The expectations were that the Digital Strategy would have been published shortly but lobby group techUK has called for it to be re-written and for the industry to have an input into the finished document.
The call for the rewrite was one of the suggestions in a five point plan to help boost the IT sector after the Brexit decision.
"A new Digital Strategy was expected to be published shortly and now needs to be re-written. Government should do this in collaboration with tech businesses. The Government should publish the existing strategy now as a draft and seek inputs from business about how it can be made fit for purpose for the challenges and opportunities ahead," stated techUK.
"The UK has one chance to get this right. The approach must be strategic and comprehensive, looking at the whole of the UK’s tech ecosystem.

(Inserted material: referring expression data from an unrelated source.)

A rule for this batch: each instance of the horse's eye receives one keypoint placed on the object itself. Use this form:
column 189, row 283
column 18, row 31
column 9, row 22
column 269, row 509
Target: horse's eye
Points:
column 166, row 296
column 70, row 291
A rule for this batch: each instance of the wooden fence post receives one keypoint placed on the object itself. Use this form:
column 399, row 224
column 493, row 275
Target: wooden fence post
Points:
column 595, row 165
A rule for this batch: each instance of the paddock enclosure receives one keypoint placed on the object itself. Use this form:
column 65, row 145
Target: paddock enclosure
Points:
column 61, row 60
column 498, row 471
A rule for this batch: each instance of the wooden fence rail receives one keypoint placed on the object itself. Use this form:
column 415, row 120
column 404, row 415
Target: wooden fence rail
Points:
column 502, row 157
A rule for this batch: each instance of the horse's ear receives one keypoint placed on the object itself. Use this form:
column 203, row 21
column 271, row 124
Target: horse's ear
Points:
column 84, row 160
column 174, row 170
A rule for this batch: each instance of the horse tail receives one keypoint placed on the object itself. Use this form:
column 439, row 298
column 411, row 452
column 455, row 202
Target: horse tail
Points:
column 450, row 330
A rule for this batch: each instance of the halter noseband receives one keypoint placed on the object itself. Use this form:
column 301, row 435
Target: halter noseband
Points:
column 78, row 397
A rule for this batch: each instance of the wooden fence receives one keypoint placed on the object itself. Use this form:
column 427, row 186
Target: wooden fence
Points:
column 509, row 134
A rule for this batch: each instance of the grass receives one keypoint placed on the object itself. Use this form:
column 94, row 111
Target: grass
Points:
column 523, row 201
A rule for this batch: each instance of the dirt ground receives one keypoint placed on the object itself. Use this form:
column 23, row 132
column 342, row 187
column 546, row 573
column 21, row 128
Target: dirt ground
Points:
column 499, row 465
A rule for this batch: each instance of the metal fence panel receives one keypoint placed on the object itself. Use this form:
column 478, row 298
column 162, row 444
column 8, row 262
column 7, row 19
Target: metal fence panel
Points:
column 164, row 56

It will fail if it is a collection of headline grabbing gimmicks," the organisation added.
That reference to the ecosystem means that distributors and resellers should also speak up about the direction they believe the country should be heading in.
Other recommendations from techUK included stating that access to the single market had to be a primary objective because tech firms needed to compete for business across Europe.
There were also some comments about making sure that the most highly skilled staff could still come and work here with calls for a smart immigration system in the absence of free movement.
The other points were to rethink data protection laws to make sure that cross border data flows could continue and a plea for the government to listen to the tech sector.
Other business groups have also called for similar steps to be taken to makre sure that the next few weeks and months do not cause too much disruption.
Mike Cherry, national chairman at the Federation of Small Businesses (FSB), said that he had attended the business summit organised by the government earlier this week.
“I again stressed the need for immediate action to reassure small businesses so they can continue to trade and do business. Smaller firms need simple access to the single market, the ability to hire the right people, continued EU funding for key schemes and clarity on the future regulatory framework," he said.
The slight problem is that the standard response at the moment from the Prime Minister is that nothing will be decided until his successor takes up the role and invokes departure plans from the EU.
At Prime Minister's Question Time this afternoon several MPs asked about support for industry and asked for assurances for those that operate across Europe but were given a reply that was tantamount to 'wait and see'.